Most of them have bought the subscription at the time of sale. So, I would say in the mid market, there has been a growing awareness for the need for advanced threat detection which has been I think a positive change in the last 12 months for our business. So, when you think about that 77% attach rate, the majority of that is being sold at the time we sign the customer up for the Essentials package. The other thing I just mentioned there is certainly ransomware is on the top of our customers’ minds these days, in the mid market as we can see probably the largest threats that’s out there and there is a growing awareness in that customer base that backup is the best way to fight this and not pay ransomware or lose your files. And so, having integrated backup in the Essentials package, being able to manage all of those through a single pane of glass is proven we think to be a good value proposition as we signed up new customers.
Our last questioner today is Srini Nandury from Summit Redstone Partners. Please go ahead.
BJ and Dustin, can you talk about the competition in the backup space little bit, particularly from Veeam and Commvault? Are you also seeing any disruptions in the Dell installed base due to the EMC acquisition? And I have follow-up please.
So, a little bit different. Commvault tends to operate in more enterprise type accounts, so we don’t see them as often. Veeam, we see very, very frequently and I would say there is a number one company we run into now, specifically in the accounts we are going after; with the release of our Vx product, we feel like we have been in a better position to compete. And really when a customer needs both the virtual and a physical solution with disaster recovery, we tend to compete very well with them. So, I feel like we’ve improved our competitive posture versus Veeam but we are certainly seeing them a lot.
We haven’t -- much difference in Dell right now, but I think it’s almost too early to tell as a lot of the changes are happening in there in the process I think of completing that sale and spinning out the assets. So, I think we’ll probably have some better color on what’s going on competitively with them next quarter.
Okay, thanks for the color on that. On your email protection business, obviously you are seeing larger and larger deals in Fortune 1000 as you alluded to in the script. I was kind of wondering are you seeing Proof Point at all in there, are you going head-to-head in some of the larger accounts and have you seen any wins against them recently?
Yes, we definitely are running into Proof Point and Mimecast more often. I wouldn’t say we’re going into enterprise in that space, our largest wins are selling the 10,000 to 15,000-employee type of category. And we compete very well there. We on a feature basis, we either have parity and some space where we’re leading we think with the threat scanner and with integrated backup we’re actually differentiated from Proof Point and Mimecast. And so, we think we can -- and selling at a better price, the more disruptive price, I think we’re well-positioned in that, into mid-market and the upper end of the mid-market to compete with both of those folks and we’re seeing them more now.

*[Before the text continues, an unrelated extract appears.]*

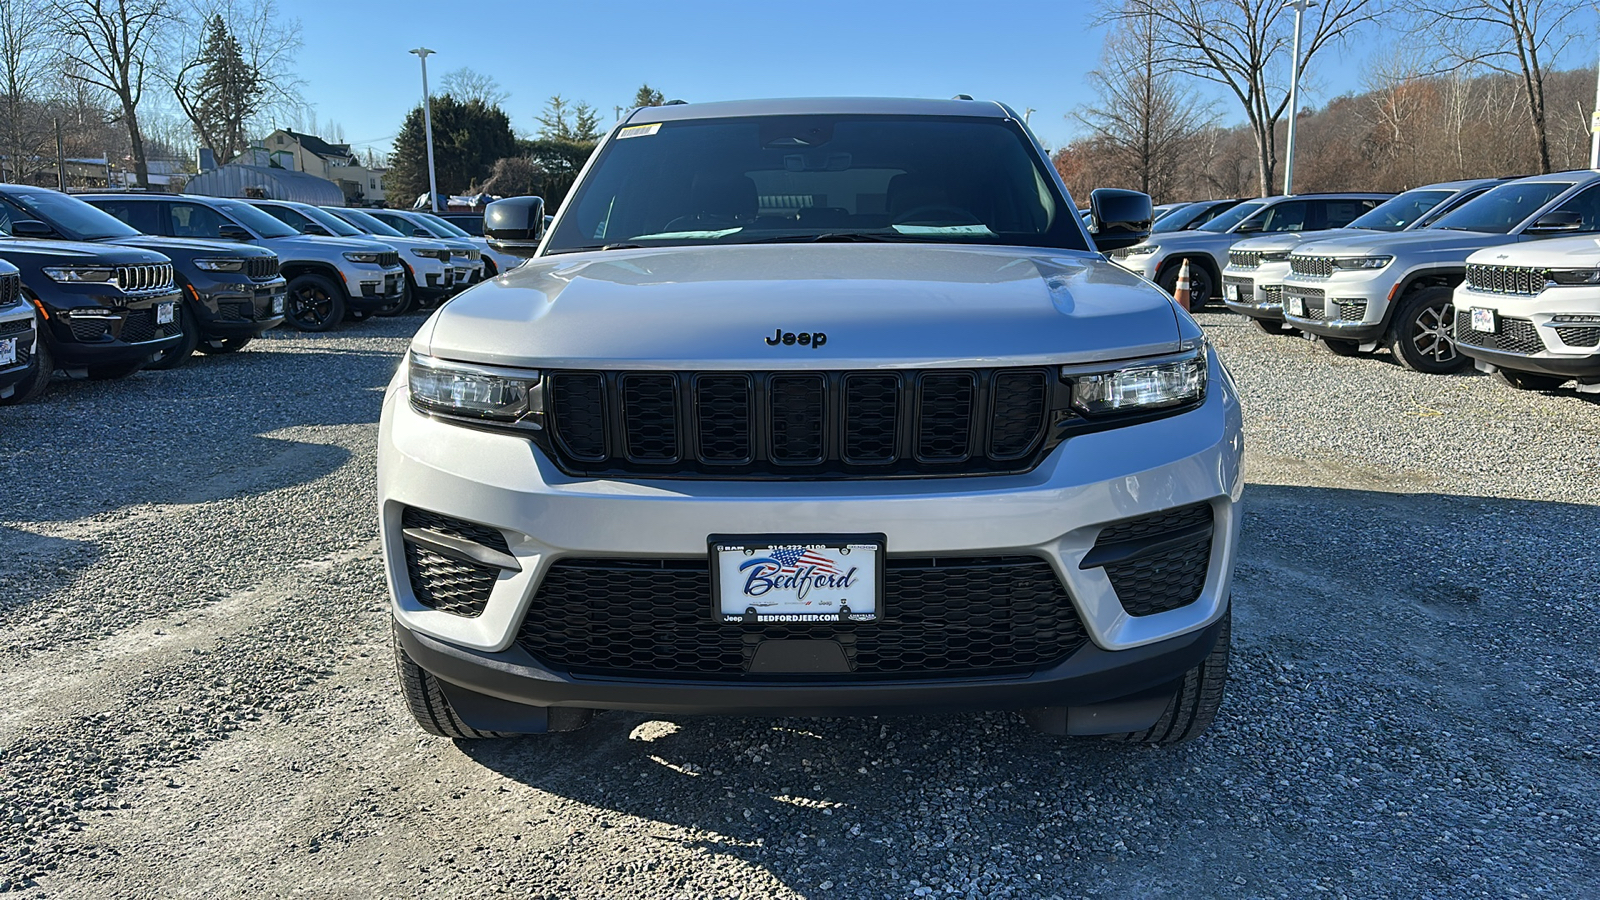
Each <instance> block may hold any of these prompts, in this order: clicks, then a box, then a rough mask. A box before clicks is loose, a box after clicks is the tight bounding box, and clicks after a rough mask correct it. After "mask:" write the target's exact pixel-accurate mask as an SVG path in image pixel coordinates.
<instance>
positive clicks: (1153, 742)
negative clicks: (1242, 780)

This ends our question-and-answer session. I would now like to turn the conference back over to BJ Jenkins for any closing remarks.
Well, first, I just want to say thanks to all the employees, partners and customers of Barracuda for their continued support and I also want to thank everyone who joined the call today for taking the time. And we look forward to talking to you soon and keeping you updated. Thanks everyone.
The conference is now concluded. Thank you all for attending today’s presentation. You may now disconnect your lines.